Barang bukti yang dimusnahkan meliputi 28,9 kilogram sabu, sekitar 160 ribu butir obat-obatan terlarang, lebih dari 69 ribu botol minuman keras, serta hampir 5 ribu knalpot tidak sesuai spesifikasi teknis (brong). Sementara itu, hampir 1.000 unit kendaraan roda dua dan roda empat hasil tindak pidana dikembalikan kepada pemiliknya.
Gubernur yang akrab disapa KDM itu menyampaikan apresiasi atas kinerja cepat dan konsisten jajaran Polda Jabar dalam menjaga stabilitas keamanan di seluruh wilayah provinsi.
“Seluruhnya karena respons kepolisian terhadap berbagai keluhan masyarakat serta penegakan hukum yang konsisten. Spirit ini harus kita pertahankan dan tingkatkan,” ujar KDM di Halaman Gedung Reskrim Polda Jabar.
Ia menegaskan bahwa keamanan dan ketertiban bukan hanya menjadi tanggung jawab aparat, tetapi juga seluruh elemen masyarakat.

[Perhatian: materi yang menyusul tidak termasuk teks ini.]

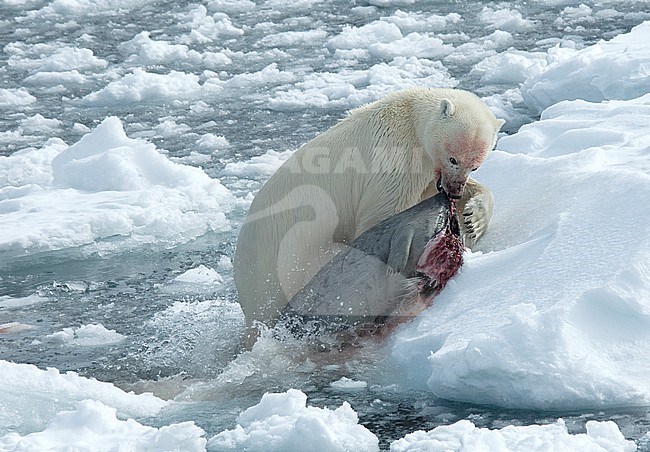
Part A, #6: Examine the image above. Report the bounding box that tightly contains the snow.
[330,377,368,391]
[0,360,167,434]
[208,389,379,452]
[0,117,234,253]
[390,419,636,452]
[0,0,650,451]
[392,95,650,409]
[0,400,207,452]
[45,323,126,347]
[522,22,650,112]
[172,265,223,285]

“Kita harus mendorong masyarakat memiliki kesadaran bahwa ketertiban itu milik kita semua. Tidak boleh orang melakukan ketertiban hanya untuk dirinya tetapi tidak dengan orang lain,” tegasnya.
Kapolda Jabar Rudi Setiawan menyebut pemusnahan barang bukti ini sebagai langkah konkret dalam melindungi masyarakat dari dampak kejahatan dan penyalahgunaan narkotika.

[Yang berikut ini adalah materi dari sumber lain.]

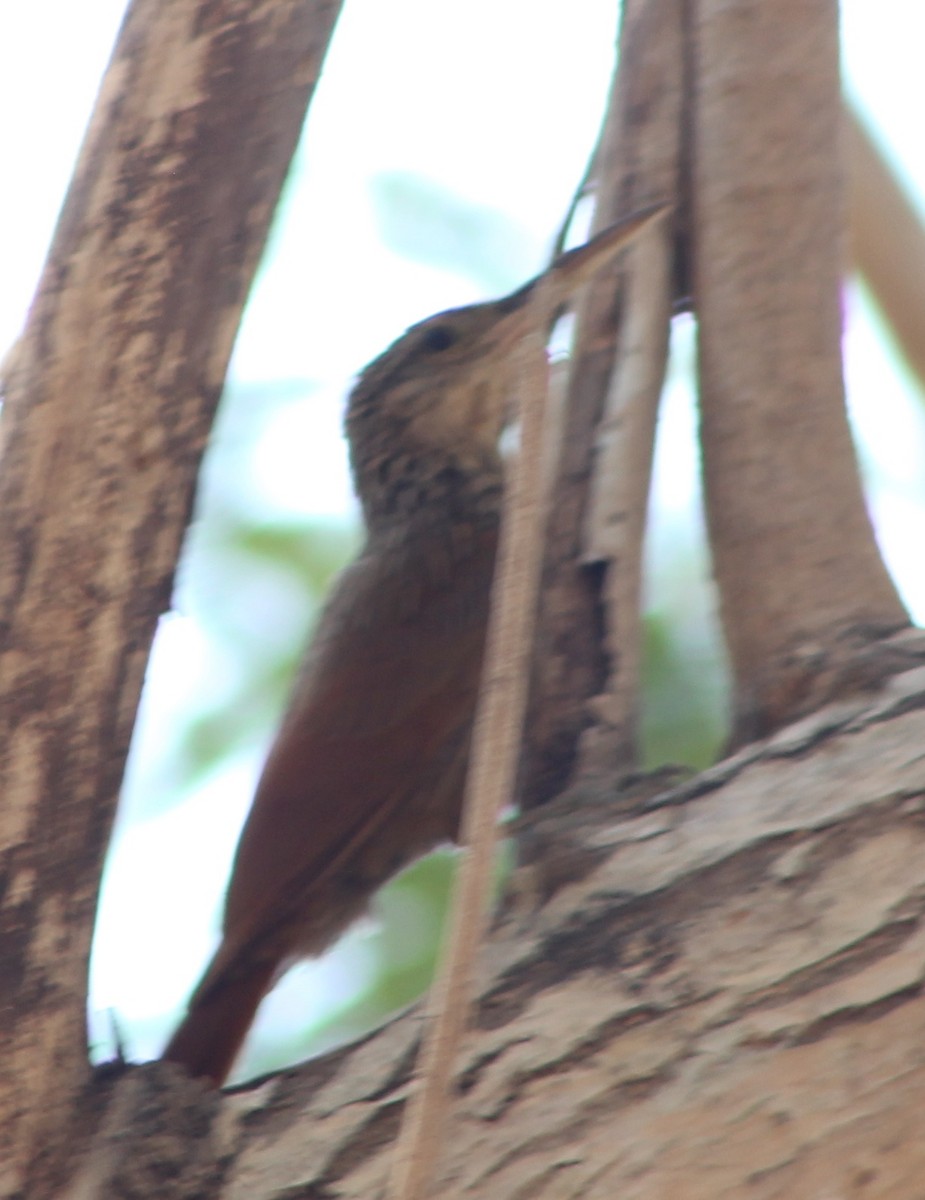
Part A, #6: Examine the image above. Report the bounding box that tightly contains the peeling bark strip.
[522,0,684,805]
[108,634,925,1200]
[690,0,907,742]
[0,0,340,1196]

“Hari ini kita telah memutus mata rantai dan menghidupkan kembali kehidupan yang hilang gara-gara motornya dicuri,” ujar Rudi.
Ia menjelaskan, kegiatan tersebut terlaksana berkat sinergi antara Polda Jabar dengan Pemerintah Provinsi Jawa Barat, pemerintah kabupaten/kota, DPRD, Kejaksaan Tinggi, serta seluruh aparat penegak hukum.

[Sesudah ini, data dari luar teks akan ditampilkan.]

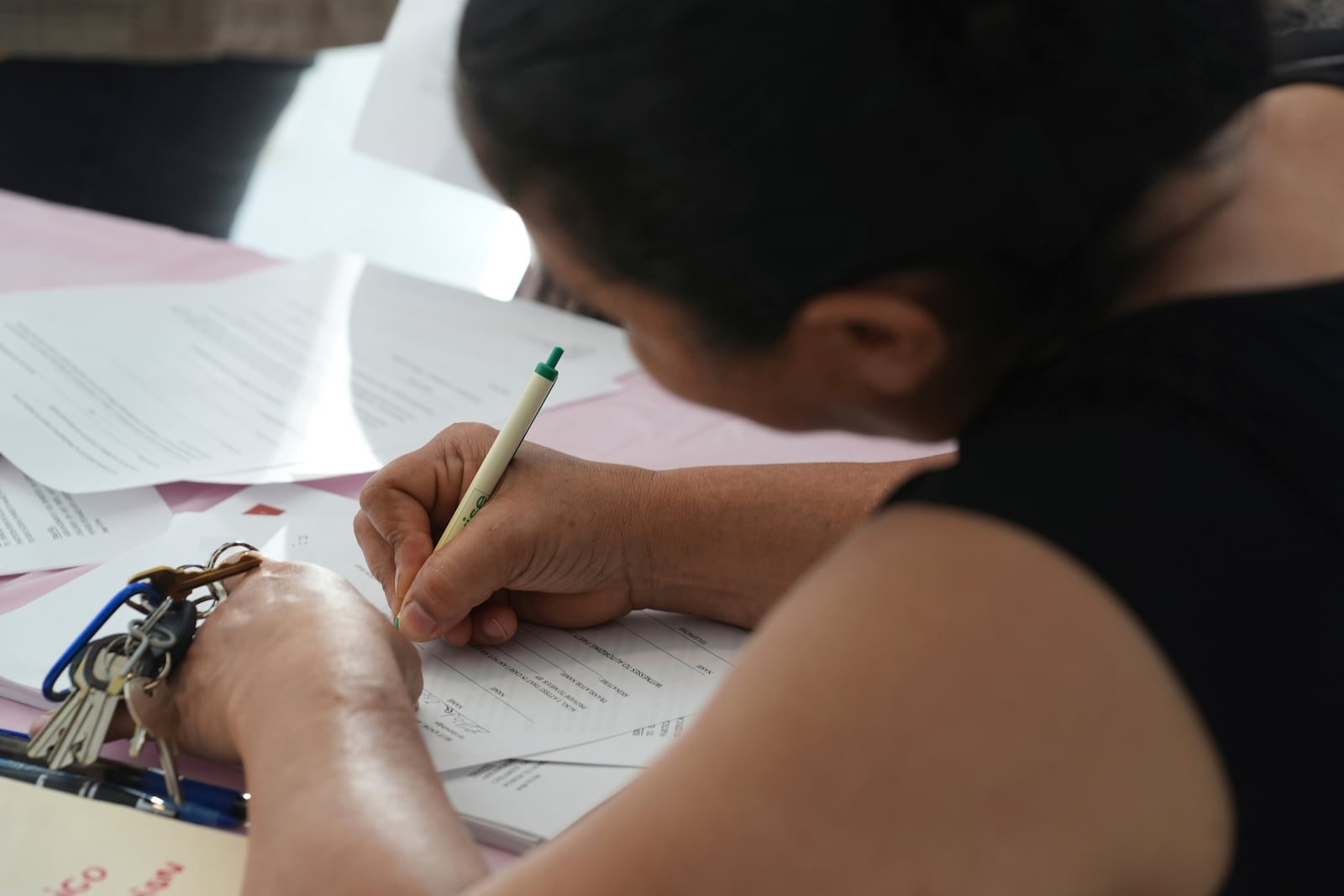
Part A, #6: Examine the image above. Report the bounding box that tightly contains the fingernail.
[398,603,435,641]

“Kita melakukan pemusnahan barang-barang yang merugikan atau berbahaya terhadap masyarakat Jawa Barat. Ini sebagai wujud pelayanan dan perlindungan Polda Jabar dan jajaran kepada masyarakat,” tegasnya.
Rudi menambahkan, dampak penyalahgunaan narkotika, obat-obatan terlarang, dan minuman keras sangat merusak, tidak hanya bagi penggunanya tetapi juga berpotensi memicu konflik sosial seperti kekerasan, perkelahian, pengeroyokan, hingga korban jiwa.
Selain pemusnahan, pengembalian hampir 1.000 kendaraan hasil tindak pidana kepada pemilik aslinya menjadi momentum penting. Kendaraan tersebut memiliki arti vital dalam menunjang aktivitas ekonomi masyarakat, mulai dari bekerja mencari nafkah, memenuhi kebutuhan keluarga, hingga mengantar anak ke sekolah.
Melalui langkah tegas ini, diharapkan keamanan dan ketertiban di Jawa Barat semakin terjaga serta kepercayaan masyarakat terhadap penegakan hukum terus meningkat.